Euro NCAP is one of the world’s standardised organisations for testing vehicles to see how well they can stand up to various collisions and accidents on our roadways and as time goes on, its tests become tougher and tougher, forcing manufacturers to take their car safety to new heights to achieve the top star rating. However, despite many of the latest vehicles being released hitting the mark on a number of different points and achieving a full five star rating from the safety body, Audi’s latest 2015 TT has failed to hit those heights, only managing a four star rating after its full test results were published.
Breaking it down more in the official report however, Audi’s new TT achieves just an 81 per cent safety record for adult occupants and an even lower 68 per cent protection rating for child passengers. Part of the reasoning for this is that there are several key airbags missing from its design, including those that protect knees of the driver and front seat passenger, as well as side pelvis airbags. While there are seat belt reminders (which can cause big drops in safety star ratings if missing) and the car did perform exceptionally well in the frontal offset barrier test (with great protection for passenger and driver head, feet and torsos), in the frontal full width test things didn’t go quite so well. In those tests, the passenger’s torso received only “marginal” protection, while the driver’s was considered adequate.

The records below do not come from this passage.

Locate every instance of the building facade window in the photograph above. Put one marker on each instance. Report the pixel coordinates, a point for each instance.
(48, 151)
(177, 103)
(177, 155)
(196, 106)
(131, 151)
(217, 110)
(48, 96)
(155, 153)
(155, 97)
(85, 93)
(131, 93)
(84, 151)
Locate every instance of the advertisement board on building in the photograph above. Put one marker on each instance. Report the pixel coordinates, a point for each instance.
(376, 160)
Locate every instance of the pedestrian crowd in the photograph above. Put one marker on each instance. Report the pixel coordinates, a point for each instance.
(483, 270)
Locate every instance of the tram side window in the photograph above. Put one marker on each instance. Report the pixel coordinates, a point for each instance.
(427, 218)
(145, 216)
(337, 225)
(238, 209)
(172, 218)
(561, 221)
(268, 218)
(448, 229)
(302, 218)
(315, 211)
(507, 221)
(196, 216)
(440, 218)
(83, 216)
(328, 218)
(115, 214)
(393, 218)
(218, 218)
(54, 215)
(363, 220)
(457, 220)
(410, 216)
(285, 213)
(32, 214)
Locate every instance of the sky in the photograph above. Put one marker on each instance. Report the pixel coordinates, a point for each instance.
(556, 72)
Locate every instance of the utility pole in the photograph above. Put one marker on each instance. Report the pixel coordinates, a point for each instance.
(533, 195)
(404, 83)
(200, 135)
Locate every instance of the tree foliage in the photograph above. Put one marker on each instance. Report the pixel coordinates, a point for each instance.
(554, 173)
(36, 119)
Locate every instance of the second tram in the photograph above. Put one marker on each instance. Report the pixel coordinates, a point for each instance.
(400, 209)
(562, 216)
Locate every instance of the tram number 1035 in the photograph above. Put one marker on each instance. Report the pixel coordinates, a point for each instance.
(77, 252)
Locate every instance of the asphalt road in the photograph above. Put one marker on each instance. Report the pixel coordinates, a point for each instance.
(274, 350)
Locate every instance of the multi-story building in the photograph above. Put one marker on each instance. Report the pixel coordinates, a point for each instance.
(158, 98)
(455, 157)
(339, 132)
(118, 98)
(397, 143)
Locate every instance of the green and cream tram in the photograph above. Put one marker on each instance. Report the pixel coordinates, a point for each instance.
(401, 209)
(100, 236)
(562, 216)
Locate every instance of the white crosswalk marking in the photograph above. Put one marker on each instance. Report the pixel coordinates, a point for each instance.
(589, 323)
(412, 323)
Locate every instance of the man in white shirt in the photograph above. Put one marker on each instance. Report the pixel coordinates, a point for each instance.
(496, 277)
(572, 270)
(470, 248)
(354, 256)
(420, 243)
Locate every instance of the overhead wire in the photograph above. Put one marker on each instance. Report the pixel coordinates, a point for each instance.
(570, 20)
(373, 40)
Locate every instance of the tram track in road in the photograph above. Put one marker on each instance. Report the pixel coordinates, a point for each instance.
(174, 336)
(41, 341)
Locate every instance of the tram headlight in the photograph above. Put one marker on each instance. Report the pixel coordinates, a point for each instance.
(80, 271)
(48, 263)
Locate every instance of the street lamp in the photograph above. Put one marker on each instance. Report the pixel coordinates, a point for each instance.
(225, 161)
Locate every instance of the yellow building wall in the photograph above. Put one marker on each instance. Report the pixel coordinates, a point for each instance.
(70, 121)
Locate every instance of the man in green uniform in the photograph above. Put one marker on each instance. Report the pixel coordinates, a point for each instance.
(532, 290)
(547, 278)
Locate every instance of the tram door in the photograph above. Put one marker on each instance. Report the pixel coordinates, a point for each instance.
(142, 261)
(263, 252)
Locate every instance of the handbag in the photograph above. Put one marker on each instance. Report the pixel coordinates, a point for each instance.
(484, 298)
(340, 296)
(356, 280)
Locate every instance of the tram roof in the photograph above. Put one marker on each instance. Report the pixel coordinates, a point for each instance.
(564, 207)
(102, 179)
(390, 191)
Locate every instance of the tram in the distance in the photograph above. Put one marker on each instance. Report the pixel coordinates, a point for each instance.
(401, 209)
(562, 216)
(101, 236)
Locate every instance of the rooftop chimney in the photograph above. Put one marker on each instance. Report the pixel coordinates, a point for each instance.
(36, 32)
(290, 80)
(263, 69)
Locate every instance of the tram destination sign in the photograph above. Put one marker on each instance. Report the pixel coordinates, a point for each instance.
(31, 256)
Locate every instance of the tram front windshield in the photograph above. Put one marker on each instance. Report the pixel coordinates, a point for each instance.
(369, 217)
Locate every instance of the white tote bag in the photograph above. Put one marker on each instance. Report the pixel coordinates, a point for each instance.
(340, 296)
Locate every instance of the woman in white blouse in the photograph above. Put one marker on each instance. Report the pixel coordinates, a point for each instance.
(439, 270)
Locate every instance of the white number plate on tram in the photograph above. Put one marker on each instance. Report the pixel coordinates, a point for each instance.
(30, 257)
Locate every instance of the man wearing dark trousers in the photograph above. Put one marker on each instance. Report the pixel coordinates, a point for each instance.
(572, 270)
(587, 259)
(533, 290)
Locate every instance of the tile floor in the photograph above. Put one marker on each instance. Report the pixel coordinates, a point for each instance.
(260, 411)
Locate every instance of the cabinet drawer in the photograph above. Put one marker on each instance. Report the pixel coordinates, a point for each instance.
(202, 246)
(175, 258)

The big kicker though that was probably mostly responsible for the TT not receiving a top level safety rating, was that it lacks all forms of autonomous emergency braking. Even having a low-speed option for it like a lot of new cars do would have been something, but the 2015 TT doesn’t come with any of it. This meant that for its safety assist systems, the TT was rated at just 64 per cent, which is far from impressive for a modern car. Especially a sporty variant that is capable of driving at very high speeds if the driver decides to put their foot down.
Eagle eyed viewers may notice in the above video too, that the rear seat occupants (which were a little taller than Audi recommended rear-seat passengers be, for safety reasons) actually impacted their head on the back of the front seat during the full frontal crash. However, damage to crash-dummy was considered minor. It is worth bearing in mind though that if you buy this car, it would be wise not to put a tall passenger in the back.
However if you are a pedestrian, your chances of being killed by the new TT are relatively low, as protection for those outside the vehicle is rated at 82 per cent, with only one or two specific areas on the bonnet and windscreen representing specific hazards for those struck by the vehicle.